ABD'deki müesses nizam adeta can çekişiyor. Küreselci Sorosçularla sembolize edilen Amerikan derin devletinin manivelası konumundaki bürokratik oligarşi ile hukuk devletinin temsilcisi seçilmiş Başkan Donald Trump arasındaki savaş artık ABD için en büyük ulusal güvenlik sorunu haline gelmiş durumda. Bir bakıma dünya ile savaşı bırakan yankiler birbirleriyle savaşa tutuştu. Bu tespiti yapan kurum ise bizzat Amerikan Savunma Bakanlığı Pentagon.
Şubat 2018 tarihinde yayımlanan Pentagon imzalı Ulusal Güvenlik Stratejisi Raporu'nda aynen şu ifade kullanılmıştı...
"Şu an Amerikan ulusal güvenliği için en büyük tehdit ve öncelik terörizm değil, devlet içi stratejik rekabettir"
Neredeyse herkes Amerikalılar için en büyük güvenlik tehdidinin artık ne Rusya ne Çin ne de DEAŞ olduğunda hemfikir. İronik ama gerçek. Dünya için küresel kaos kaynağına dönüşen ABD yılanı bu kez kendini sokmaya başladı. Zaten bu yüzden 'Savaşı eve getiren Trump'ın başka bir ülkeye saldırmasına gerek kalmadı' deniliyor.
Trump'ın 3 Kasım 2020 seçimlerinde favori görünmesi Amerika'daki statükocuları adeta çıldırtıyor. Demokrat Partililer, 'vatana ihanet ve başkanlık yetkilerini kötüye kullanmakla' suçladıkları Trump hakkında son kozları olan azil sürecini de masaya sürdü.
Ne var ki buradan bir sonuç almaları çok zor. Zira bir çağ kapanıyor. Neo-liberal emperyalistlerle Jeff Bezos, George Soros ve Amerikalı milyarder kardeşler David ve Charles Koch'un finanse ettiği Yahudi lobisine yakın medya, akademi ve derin devlet mekanizması Donald Trump'ın neyi sembolize ettiğini hala kavrayabilmiş değiller.
Gerçekte olan Amerikan imparatorluğunun çöküşüdür.

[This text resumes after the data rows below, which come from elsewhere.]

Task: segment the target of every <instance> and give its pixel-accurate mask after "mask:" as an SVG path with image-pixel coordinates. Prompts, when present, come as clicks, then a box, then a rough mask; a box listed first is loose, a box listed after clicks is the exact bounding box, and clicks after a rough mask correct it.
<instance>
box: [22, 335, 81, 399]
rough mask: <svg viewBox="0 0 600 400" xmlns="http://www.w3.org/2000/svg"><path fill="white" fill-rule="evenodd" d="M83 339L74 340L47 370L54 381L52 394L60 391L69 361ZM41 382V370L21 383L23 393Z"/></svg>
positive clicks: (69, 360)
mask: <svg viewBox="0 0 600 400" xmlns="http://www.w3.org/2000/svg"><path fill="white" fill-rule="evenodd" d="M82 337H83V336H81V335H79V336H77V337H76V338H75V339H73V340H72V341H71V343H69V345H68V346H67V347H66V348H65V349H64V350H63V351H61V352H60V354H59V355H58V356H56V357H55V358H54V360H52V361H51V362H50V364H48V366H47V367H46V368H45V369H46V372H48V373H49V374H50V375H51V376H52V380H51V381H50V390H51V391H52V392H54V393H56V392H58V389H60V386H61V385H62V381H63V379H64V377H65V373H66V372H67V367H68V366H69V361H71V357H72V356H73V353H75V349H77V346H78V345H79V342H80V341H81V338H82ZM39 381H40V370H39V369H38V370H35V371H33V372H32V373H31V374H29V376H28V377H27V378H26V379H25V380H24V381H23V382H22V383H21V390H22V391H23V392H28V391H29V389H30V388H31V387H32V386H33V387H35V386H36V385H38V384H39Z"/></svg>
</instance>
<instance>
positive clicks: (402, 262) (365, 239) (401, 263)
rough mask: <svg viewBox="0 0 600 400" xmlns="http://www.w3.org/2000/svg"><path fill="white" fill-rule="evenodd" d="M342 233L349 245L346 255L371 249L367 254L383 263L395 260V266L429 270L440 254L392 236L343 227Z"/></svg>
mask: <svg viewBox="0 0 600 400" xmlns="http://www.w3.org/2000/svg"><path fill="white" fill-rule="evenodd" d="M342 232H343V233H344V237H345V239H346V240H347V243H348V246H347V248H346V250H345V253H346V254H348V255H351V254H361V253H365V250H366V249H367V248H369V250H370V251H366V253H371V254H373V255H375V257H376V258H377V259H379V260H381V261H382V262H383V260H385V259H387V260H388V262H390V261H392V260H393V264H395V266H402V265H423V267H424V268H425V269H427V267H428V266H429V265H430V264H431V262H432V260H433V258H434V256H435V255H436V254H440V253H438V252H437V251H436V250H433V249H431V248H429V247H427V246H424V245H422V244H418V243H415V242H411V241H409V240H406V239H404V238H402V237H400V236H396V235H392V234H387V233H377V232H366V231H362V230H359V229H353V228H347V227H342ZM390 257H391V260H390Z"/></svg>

Ne var ki Trump bu kaçınılmaz sonu hızlandırmaktan başka bir şey yapamıyor, yapamaz da!
ABD'nin yaklaşan bu kıyametten kaçınmak için Trump'dan daha makul bir seçeneği de yoktu zaten.
***
Bu anlamda nereden bakılırsa bakılsın Trump ile özleşleşen dönem Imperium Americana için sonun başlangıcıdır.